Der Verweis auf Artikel 109 des TUIR bildet den Kern der Entscheidung. Diese allgemeine Norm regelt die Komponenten des Unternehmenseinkommens und legt objektive Kriterien für die zeitliche Zuordnung von Kosten fest. Insbesondere für Unternehmen, die steuerliche Boni im Zusammenhang mit Investitionen in Anspruch nehmen wollen, ist es wichtig zu beachten, dass Kosten als getragen gelten:

  • Bei beweglichen Gütern: zum Zeitpunkt der Lieferung oder des Versands oder, falls abweichend und später, zum Zeitpunkt des Übergangs des Eigentums;
  • Bei Dienstleistungen: zum Zeitpunkt der vollständigen Erbringung der Leistungen, unabhängig vom Zeitpunkt der Rechnungszahlung;
  • Bei komplexen Verträgen oder Verträgen mit Stundungsklauseln: bei Eintritt der spezifischen vertraglich vorgesehenen Bedingungen.

Im Kontext der Tremonti ter gilt: Wenn ein Unternehmen eine Dienstleistung oder die Installation einer Maschine in Auftrag gegeben hat, entsteht der Anspruch auf Steuerbefreiung nur dann, wenn die Leistung tatsächlich innerhalb der Ausschlussfrist zum 30. Juni 2010 abgeschlossen wurde.
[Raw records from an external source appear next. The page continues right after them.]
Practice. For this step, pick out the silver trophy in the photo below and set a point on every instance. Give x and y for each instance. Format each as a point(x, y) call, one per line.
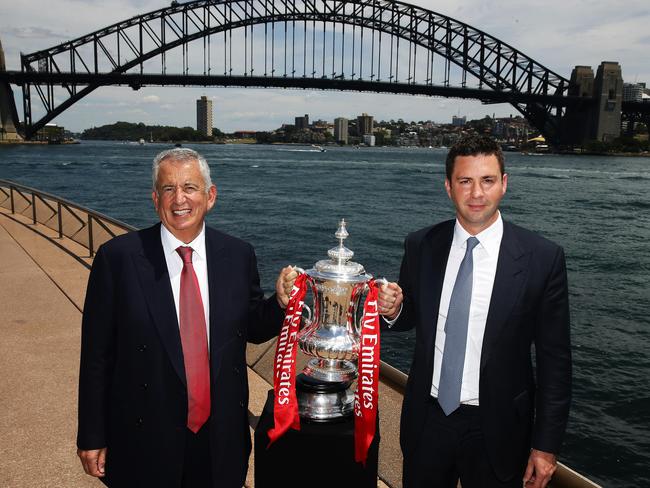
point(331, 336)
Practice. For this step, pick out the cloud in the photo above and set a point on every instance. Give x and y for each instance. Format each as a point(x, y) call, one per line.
point(33, 33)
point(151, 99)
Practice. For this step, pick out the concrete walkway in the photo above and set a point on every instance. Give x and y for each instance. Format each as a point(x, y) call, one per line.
point(41, 292)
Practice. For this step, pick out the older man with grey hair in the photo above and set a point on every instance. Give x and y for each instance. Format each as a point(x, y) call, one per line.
point(163, 389)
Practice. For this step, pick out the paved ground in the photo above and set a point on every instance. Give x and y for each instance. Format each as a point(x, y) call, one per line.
point(41, 298)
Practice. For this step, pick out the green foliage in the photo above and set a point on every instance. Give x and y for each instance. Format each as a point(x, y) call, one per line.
point(127, 131)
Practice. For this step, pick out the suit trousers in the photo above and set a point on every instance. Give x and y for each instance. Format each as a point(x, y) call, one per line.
point(197, 465)
point(452, 448)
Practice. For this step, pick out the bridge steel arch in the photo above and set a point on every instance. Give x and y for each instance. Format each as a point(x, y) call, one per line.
point(117, 55)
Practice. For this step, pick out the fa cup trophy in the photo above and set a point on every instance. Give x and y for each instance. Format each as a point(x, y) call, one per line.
point(332, 335)
point(342, 343)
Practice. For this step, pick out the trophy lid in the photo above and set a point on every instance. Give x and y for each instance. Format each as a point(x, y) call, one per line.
point(339, 263)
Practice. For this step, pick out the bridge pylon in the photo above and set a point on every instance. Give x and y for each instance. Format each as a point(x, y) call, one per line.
point(600, 120)
point(8, 112)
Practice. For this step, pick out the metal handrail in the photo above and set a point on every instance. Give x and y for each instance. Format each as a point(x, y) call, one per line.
point(86, 220)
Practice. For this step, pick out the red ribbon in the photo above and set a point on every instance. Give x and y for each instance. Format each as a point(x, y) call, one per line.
point(285, 408)
point(365, 398)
Es reicht daher nicht aus, einen Vorvertrag unterzeichnet oder eine Anzahlung geleistet zu haben, wenn der wirtschaftliche Kern des Vorgangs außerhalb des vom Gesetzgeber vorgeschriebenen Zeitfensters vollzogen wurde.

Schlussfolgerungen zu den Auswirkungen für Steuerpflichtige

Das Urteil Nr. 29774/2025 bestätigt die strenge Ausrichtung der Rechtsprechung, die verlangt, dass Steuervergünstigungen durch eine korrekte zeitliche Zuordnung der Kosten belegt werden. Für Unternehmen bedeutet dies, dass die Steuerplanung und die Aufbewahrung der Belege zur Unterstützung der Investitionen (wie Lieferscheine, Transportdokumente oder Abnahmeprotokolle) zu entscheidenden Elementen werden, um Steuernachforderungen und hohe Sanktionen zu vermeiden. Zusammenfassend bekräftigt das Urteil, dass die Rechtssicherheit im Steuerrecht zwangsläufig über die Einhaltung der allgemeinen Grundsätze der Periodenabgrenzung führt, die sowohl für den Steuerpflichtigen bei der Erstellung des Jahresabschlusses als auch für die Finanzverwaltung bei der Kontrolle als Kompass dienen.